Abstract:
Predicting the secondary structure from protein sequence plays a crucial role in predicting the 3D structure and understanding the function of proteins. As new genes and proteins are discovered the size of the protein databases and datasets that can be used for training prediction models grows considerably. A two-stage hybrid classifier which employs dynamic Bayesian networks and a support vector machine (SVM) has been shown to provide state-of-the-art prediction accuracy. However, SVM is not effective for large datasets due to the quadratic optimization involved in model training. In this paper, we implemented two techniques on CB513 benchmark for reducing the number of
samples in the train set of the SVM. The first method randomly selects a fraction of data samples from the train set using a stratified selection strategy.
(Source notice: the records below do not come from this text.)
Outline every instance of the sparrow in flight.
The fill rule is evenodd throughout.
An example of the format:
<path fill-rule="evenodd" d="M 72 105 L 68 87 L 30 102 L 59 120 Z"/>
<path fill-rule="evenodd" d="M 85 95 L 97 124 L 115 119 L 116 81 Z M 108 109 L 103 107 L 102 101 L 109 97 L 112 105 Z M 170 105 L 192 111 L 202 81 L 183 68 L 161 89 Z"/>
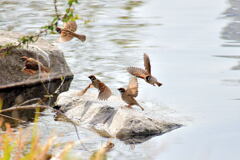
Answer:
<path fill-rule="evenodd" d="M 127 107 L 131 108 L 132 105 L 139 106 L 142 110 L 144 108 L 138 104 L 134 97 L 138 95 L 138 82 L 136 77 L 132 77 L 129 81 L 128 88 L 118 88 L 121 93 L 122 100 L 128 104 Z"/>
<path fill-rule="evenodd" d="M 75 33 L 76 30 L 77 23 L 75 21 L 69 21 L 67 23 L 64 23 L 63 28 L 57 27 L 56 31 L 61 34 L 59 41 L 67 42 L 73 39 L 73 37 L 75 37 L 84 42 L 86 40 L 86 36 Z"/>
<path fill-rule="evenodd" d="M 127 71 L 133 76 L 144 79 L 147 83 L 153 86 L 155 86 L 156 84 L 158 87 L 160 87 L 162 84 L 158 82 L 157 79 L 153 77 L 151 74 L 150 59 L 146 53 L 144 53 L 144 67 L 145 69 L 137 67 L 128 67 Z"/>
<path fill-rule="evenodd" d="M 38 60 L 27 56 L 23 56 L 21 59 L 24 61 L 24 68 L 22 69 L 23 72 L 28 74 L 35 74 L 40 70 L 41 72 L 49 73 L 49 68 L 45 67 Z"/>
<path fill-rule="evenodd" d="M 90 83 L 85 89 L 83 89 L 78 95 L 82 96 L 84 95 L 89 88 L 95 87 L 98 89 L 98 99 L 100 100 L 107 100 L 111 95 L 112 91 L 108 86 L 106 86 L 103 82 L 101 82 L 99 79 L 97 79 L 94 75 L 90 75 L 88 77 L 92 83 Z"/>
This approach can remove approximately %50 of the data samples from the train set and reduce the model training time by %82.38 without decreasing the prediction accuracy significantly. The second
method clusters the data samples by a hierarchical clustering algorithm and replaces the train set samples with nearest neighbors of the cluster centers. We employed single linkage clustering, average linkage clustering and the Ward’s method for clustering the feature vectors. We optimized the number of clusters and the maximum number of nearest neighbors by computing the prediction accuracy on validation sets. We observed that clustering can also reduce the size of the train set by %50 without sacrificing prediction accuracy. Among the clustering techniques the Ward’s method provided the best accuracy on test data.